Esta fue la única tradición que no se cumplió ayer. Por lo demás hubo roscón --una tonelada--, el Ayuntamiento de Zaragoza abrió sus puertas a los ciudadanos y la plaza del Pilar volvió a ser el escenario que acostumbra y que más gusta: el de la gente disfrutando de una fiesta cargada de actividades callejeras con el Tragachicos presidiéndola y colapsado de niños.

Además de la porción de dulce, las visitas guiadas por la casa consistorial fueron lo más demandado. No importaba hacer fila para conocer en primera persona el despacho del alcalde.

Y aunque pasan los años, muchos siguen buscando aquella famosa mesa que despertó la polémica por su valor. Pero no. Los visitantes se encontraron con otra mucho más antigua y restaurada de la alcaldía de Juslibol. "No tenía carcoma", bromeó Belloch.

Otro preguntaba por un reloj que preside uno de los muebles. "No tiene valor, es lo único que me voy a llevar", respondía el alcalde.
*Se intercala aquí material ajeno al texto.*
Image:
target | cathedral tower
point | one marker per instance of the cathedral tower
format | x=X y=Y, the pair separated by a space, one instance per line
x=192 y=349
"Me esperaba el despacho más lujoso. Me ha parecido muy austero", decía David Alcega que grabó cada rincón de la casa de los zaragozanos con su móvil. La sala de juntas pasó desapercibida. La gente se mostraba ansiosa por llegar al salón de plenos, "dondehacen que esto funcione como buenamente se puede", decía la guía.

Y como no, por la mente de casi todos, aunque a alguno le costara admitirlo, rondaba el deseo de sentarse en la silla más grande quien preside una sala que por la televisión parece más grande: el asiento del alcalde, del mandamás.

Algún que otro pequeño preguntaba que quién era ese hombre. Aunque no tenían dudas con ninguno de los gigantes y cabezudos que recorrieron la calle Alfonso en busca de ansiosos niños desafiantes correteando a su alrededor.

Y los que no se ponían delante del Morico o el Verrugón, les gritaban desde la acera, protegidos por los infranqueables padres.

Por la tarde, curiosamente, el viento volvió a hacer de las suyas. Ya no quedaba roscón que repartir.